Sunday, 17 August 2008

Why Doesn't Completing the Square Always Work?

I was meant to be going to bed but then I saw that someone had googled the above question and come to me.

The honest answer is "it does always work" but I imagine the problem my putative reader has is that some quadratics are really inconsiderate and don't have real roots.


Well imaginary and complex numbers are Further Pure nowadays but I will hazard an answer.

A quadratic is lovely because it has its famous formula: -b +/- (sqt b2-4ac)/2a

The b2 - 4ac bit is called the discriminant and determines the kinds of solutions the equation can have.

I can't really draw a graph tonight but we see it in terms of the points the quadratic crosses the x-axis of the graph.

It goes a little bit like this:

b2 - 4ac = a square number (36, say) - quadratic factorises (ie can be reduced to (x+1)(x-2) say).

b2 - 4ac = +ve numbers, including fractions - quadratic cuts x-axis twice but can't factorise.

b2 - 4ac = 0 - quadratic hits x-axis once (x-axis is a tangent to quadratic)

b2 - 4ac = -ve number, quadratic does not touch x-axis at all.

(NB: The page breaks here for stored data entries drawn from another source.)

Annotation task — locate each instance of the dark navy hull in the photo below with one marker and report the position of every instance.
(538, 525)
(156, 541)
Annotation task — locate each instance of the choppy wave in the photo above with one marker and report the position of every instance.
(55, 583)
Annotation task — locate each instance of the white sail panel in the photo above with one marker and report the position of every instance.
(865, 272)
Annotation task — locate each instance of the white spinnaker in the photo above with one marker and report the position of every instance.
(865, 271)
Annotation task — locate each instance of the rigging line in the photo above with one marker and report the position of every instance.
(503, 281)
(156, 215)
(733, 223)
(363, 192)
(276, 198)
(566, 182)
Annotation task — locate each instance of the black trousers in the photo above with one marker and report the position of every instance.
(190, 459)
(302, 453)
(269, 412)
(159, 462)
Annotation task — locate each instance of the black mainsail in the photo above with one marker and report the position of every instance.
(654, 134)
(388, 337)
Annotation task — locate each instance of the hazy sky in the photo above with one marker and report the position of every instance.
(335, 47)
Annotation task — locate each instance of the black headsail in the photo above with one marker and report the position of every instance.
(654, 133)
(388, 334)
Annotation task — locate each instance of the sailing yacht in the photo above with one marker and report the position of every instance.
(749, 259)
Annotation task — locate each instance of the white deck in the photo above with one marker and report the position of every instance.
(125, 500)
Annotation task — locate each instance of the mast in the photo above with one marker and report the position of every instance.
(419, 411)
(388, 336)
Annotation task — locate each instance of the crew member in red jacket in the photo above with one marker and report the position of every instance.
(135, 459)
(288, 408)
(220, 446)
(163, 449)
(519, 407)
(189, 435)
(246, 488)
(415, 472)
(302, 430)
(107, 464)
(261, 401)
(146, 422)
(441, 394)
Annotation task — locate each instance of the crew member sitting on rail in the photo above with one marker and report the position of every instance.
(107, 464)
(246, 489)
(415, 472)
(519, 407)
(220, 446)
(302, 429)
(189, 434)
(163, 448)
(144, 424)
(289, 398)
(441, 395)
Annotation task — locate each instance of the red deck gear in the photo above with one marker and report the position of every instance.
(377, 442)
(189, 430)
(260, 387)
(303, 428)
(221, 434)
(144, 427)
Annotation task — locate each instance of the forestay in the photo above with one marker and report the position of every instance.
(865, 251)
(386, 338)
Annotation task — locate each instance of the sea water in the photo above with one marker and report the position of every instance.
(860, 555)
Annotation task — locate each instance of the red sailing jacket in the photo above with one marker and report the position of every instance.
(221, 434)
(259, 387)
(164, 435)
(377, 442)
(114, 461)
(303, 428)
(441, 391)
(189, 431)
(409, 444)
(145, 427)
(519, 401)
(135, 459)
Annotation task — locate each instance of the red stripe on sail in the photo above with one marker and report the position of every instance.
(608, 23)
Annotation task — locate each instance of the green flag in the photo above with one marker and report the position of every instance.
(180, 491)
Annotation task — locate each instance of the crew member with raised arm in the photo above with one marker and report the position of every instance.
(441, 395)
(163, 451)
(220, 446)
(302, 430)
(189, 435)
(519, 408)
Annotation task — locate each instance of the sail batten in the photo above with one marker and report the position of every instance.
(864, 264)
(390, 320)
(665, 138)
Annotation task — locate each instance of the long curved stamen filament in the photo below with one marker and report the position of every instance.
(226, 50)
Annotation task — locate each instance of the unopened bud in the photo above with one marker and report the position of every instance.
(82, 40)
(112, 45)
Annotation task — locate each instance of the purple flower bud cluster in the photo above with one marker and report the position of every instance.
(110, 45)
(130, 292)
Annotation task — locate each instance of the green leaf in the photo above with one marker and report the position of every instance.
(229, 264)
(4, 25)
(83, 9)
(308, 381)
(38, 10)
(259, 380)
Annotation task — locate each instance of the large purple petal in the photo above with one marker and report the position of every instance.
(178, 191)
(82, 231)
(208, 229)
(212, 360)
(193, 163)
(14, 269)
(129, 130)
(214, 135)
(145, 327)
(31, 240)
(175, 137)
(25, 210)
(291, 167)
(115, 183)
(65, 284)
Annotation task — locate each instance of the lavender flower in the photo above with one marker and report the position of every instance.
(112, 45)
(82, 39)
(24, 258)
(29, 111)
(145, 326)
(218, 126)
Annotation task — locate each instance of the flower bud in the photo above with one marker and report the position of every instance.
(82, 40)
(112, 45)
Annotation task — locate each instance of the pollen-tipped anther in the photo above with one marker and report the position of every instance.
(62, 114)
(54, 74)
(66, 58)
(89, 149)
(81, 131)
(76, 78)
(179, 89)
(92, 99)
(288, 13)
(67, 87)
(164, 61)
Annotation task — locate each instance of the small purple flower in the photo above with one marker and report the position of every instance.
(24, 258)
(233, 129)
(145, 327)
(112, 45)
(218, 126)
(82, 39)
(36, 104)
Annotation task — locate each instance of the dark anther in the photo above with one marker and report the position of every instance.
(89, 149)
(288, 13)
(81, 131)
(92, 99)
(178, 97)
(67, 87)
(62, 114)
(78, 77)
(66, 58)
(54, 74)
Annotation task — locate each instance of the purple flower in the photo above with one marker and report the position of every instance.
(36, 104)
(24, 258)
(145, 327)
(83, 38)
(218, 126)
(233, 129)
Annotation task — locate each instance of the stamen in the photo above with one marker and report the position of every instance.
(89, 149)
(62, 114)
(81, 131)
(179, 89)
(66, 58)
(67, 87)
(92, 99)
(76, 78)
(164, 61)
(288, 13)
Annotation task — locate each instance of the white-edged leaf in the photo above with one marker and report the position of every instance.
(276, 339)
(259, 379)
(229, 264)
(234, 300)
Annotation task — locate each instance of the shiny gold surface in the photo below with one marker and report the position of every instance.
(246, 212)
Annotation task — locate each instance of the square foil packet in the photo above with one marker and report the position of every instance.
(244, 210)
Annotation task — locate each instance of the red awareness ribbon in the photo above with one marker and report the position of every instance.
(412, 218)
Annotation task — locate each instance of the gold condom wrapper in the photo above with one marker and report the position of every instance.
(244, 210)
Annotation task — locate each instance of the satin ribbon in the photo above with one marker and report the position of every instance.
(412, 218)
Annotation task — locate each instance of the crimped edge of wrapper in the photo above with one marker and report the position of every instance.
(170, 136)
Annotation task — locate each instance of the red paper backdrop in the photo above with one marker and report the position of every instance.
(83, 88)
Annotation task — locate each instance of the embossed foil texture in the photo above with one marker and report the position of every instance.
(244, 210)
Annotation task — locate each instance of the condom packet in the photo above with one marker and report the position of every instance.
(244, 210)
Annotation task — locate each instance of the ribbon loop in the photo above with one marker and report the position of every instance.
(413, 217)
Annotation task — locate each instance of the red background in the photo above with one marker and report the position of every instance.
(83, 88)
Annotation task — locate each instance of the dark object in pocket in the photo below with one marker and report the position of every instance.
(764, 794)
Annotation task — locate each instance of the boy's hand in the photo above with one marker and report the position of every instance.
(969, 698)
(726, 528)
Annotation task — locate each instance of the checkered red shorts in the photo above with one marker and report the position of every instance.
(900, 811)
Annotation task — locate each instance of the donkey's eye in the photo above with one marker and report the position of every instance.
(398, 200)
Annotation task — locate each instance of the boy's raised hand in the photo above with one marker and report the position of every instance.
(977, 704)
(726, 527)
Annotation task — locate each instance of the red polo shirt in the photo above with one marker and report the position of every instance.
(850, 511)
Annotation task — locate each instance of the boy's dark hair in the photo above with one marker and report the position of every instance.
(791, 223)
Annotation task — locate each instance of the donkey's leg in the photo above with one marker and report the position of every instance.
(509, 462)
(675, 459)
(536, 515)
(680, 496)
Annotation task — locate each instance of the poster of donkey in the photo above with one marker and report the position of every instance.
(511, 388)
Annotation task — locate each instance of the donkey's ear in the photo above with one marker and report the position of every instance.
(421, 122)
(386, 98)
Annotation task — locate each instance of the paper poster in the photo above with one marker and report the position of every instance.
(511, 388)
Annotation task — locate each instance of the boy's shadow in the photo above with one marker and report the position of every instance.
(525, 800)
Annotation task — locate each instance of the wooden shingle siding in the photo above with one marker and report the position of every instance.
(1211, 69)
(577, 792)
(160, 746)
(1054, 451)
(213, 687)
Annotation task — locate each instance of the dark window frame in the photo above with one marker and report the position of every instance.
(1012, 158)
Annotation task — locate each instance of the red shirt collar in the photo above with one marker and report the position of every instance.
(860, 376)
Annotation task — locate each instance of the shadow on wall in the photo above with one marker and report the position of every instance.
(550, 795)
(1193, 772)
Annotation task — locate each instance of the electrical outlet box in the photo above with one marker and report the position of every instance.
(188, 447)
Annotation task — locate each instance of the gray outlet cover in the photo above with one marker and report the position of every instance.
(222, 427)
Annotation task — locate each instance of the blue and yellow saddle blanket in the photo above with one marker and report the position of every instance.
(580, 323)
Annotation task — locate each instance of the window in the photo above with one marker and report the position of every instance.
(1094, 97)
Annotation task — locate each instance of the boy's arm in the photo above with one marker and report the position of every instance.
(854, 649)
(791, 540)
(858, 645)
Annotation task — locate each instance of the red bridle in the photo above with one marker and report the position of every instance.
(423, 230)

If b2 - 4ac is less than 0 it means we need a square root of a negative number. At c1 we can't do that at all. Later on one learns that numbers which square to give -ve numbers are called imaginary numbers and have all kinds of key roles. For now we just don't really want them,

so for our A/S Level purposes the quadratic does not have real roots (ie the values would be complex numbers - an imaginary with a real number) and we simply cannot calculate it at all.

You just end up with a complex number statement like (-2+sqrt -1)/2 or something. As I say, probably great for FP1, no use for C1.

However, that does not mean that completing the square doesn't work - it can ALWAYS be used to solve a quadratic. It just means that it can produce imaginary numbers.